Background
CRISPR/Cas9 is the current technology of choice for genome editing. This is due to its versatility, as it is an RNA guided system where a 20-base crRNA and a tracrRNA (together called a guide RNA - sgRNA) direct a Cas9 nuclease (from Streptococcus pyogenes) to the target sequence providing high specificity with minimal secondary site effects. At the target site the endonuclease makes a double-stand cut of the DNA, which can then be resolved through Non-Homologous End Joining (NHEJ) or Homology Dependent Repair (HDR). CRISPR-Cas9 technology was first adapted for C. elegans in 2013 and since then the community has produced increasingly more sophisticated methods to mutate, delete and tag genes. These approached have included Cas9 variants with different protospacer-adjacent motifs (PAM sites).
At this site we use current (as of March 2016) best practices to identify potential guide RNAs for the entire C. elegans genome.
Guide design
The following steps were taken to design the guides present in the database. The calculations were performed with an in-house Perl script/wrapper using the genome sequence and gene annotation obtained from WormBase version WS250.
- In a first step, for each PAM site in the C. elegans genome we kept the corresponding adjacent 20-base guide only if its GC content was between 20% and 80% and no poly-T tracts of length 5 or longer were present.

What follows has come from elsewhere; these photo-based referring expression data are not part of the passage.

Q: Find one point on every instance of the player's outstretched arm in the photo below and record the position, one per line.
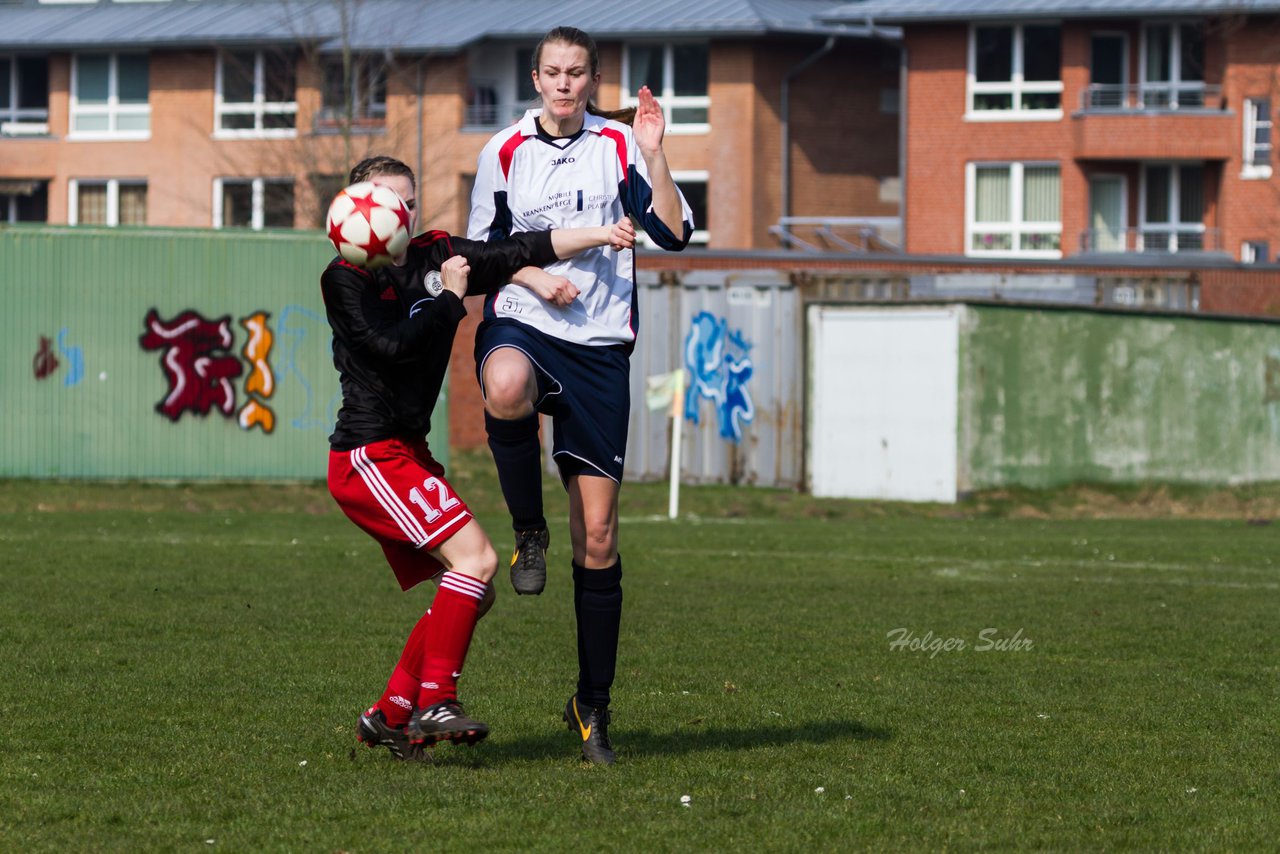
(496, 263)
(648, 129)
(568, 242)
(558, 290)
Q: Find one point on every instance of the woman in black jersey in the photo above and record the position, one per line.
(392, 334)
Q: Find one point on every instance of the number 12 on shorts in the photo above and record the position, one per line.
(430, 510)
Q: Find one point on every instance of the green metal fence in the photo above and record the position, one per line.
(1050, 397)
(167, 355)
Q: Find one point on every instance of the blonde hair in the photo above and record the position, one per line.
(575, 37)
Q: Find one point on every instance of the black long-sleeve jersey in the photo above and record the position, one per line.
(392, 339)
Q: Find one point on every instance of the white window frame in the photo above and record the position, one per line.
(1016, 227)
(700, 236)
(1175, 86)
(257, 108)
(18, 122)
(1251, 170)
(113, 109)
(1249, 252)
(1015, 87)
(1174, 227)
(667, 97)
(259, 193)
(113, 196)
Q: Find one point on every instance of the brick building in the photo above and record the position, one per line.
(1075, 127)
(233, 113)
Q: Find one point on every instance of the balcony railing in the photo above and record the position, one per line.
(492, 117)
(334, 119)
(1152, 240)
(1150, 97)
(840, 233)
(24, 123)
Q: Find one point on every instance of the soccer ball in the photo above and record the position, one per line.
(369, 224)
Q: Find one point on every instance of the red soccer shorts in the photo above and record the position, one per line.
(397, 493)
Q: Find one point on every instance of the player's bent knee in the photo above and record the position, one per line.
(480, 563)
(508, 389)
(490, 594)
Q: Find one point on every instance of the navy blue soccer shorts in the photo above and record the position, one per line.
(586, 392)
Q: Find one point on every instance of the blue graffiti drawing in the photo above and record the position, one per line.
(296, 324)
(74, 359)
(718, 361)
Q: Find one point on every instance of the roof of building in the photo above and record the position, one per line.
(397, 26)
(905, 12)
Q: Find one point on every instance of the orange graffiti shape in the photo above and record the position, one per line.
(255, 415)
(257, 348)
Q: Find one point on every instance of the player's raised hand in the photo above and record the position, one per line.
(455, 273)
(622, 236)
(649, 124)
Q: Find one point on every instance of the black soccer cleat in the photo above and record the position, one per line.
(529, 561)
(446, 721)
(374, 730)
(593, 726)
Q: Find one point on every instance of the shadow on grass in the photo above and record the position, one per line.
(694, 739)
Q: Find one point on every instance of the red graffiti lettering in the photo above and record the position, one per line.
(196, 362)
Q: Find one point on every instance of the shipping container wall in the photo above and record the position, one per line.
(1050, 397)
(167, 355)
(737, 337)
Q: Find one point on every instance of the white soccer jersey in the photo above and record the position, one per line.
(526, 183)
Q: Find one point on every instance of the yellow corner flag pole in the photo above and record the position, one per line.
(677, 415)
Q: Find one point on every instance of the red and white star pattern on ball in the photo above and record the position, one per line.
(369, 224)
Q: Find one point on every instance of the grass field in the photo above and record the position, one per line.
(183, 667)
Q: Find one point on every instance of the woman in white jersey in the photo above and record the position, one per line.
(565, 165)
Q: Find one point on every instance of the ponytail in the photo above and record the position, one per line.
(577, 39)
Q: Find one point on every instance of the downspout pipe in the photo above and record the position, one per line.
(786, 120)
(417, 86)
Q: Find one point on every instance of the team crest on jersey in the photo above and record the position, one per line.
(433, 283)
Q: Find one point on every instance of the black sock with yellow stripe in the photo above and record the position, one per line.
(598, 606)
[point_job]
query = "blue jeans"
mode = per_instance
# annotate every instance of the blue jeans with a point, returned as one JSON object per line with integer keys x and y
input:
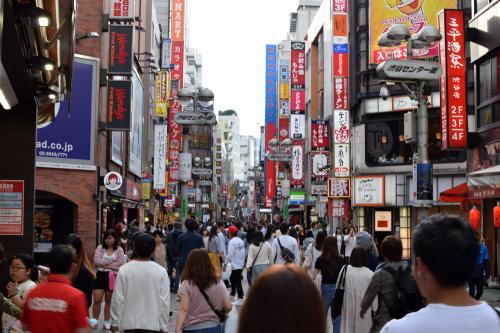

We annotated the presence or absence of the sequence GG at the 3’ end of each guide since guides ending with GG are expected to have higher efficiency for NGG PAM (Farboud and Meyer 2015 Genetics).
- Guides for which the seed region (defined as 12 bases at the 3’ end plus PAM) was not unique in the genome were eliminated. The uniqueness of those 15-mers was assessed with an in-house C code modified from Flibotte and Moerman BMC Genomic 2008.
- The guide + PAM sequences were then aligned to the whole genome with bwa aln (Li and Durbin 2009 Bioinformatics) allowing an edit distance of 3. Guides mapping to multiple locations in the genome were eliminated.
- The minimum free energy (referred to folding energy on this web site) in kcal/mol was calculated for each guide with the program hybrid-ss-min (Markham, N.R. 2003 “Hybrid: A software system for nucleic acid folding, hybridizing and melting predictions.” Masters thesis, Rensselaer Polytechnic Institute, Troy, NY.), values above 0 were set to 0.
- The location of the cut site associated with each guide was then annotated according to the gene feature being hit if any, keeping only one annotation per guide. Therefore, for example, a small RNA overlapping a protein coding gene will not be annotated in the database. In such cases, the user will have to search by location or by the name of the overlapping protein coding gene in order to find the guides with a cut site within the small RNA.
- The user can search the guides present in the database by entering genomic interval or search by gene name if he/she wishes to find guides with cut sites within genes. Constraints can be applied to the GC content, folding energy, and the presence of GG at the 3’ end of the guides being returned.
For questions concerning CRISPR/Cas9 and the role of this methodology in the goals of the C. elegans knockout facility contact Don Moerman. For more specific questions concerning parameters and filters used to choose the guide RNAs contact Stephane Flibotte.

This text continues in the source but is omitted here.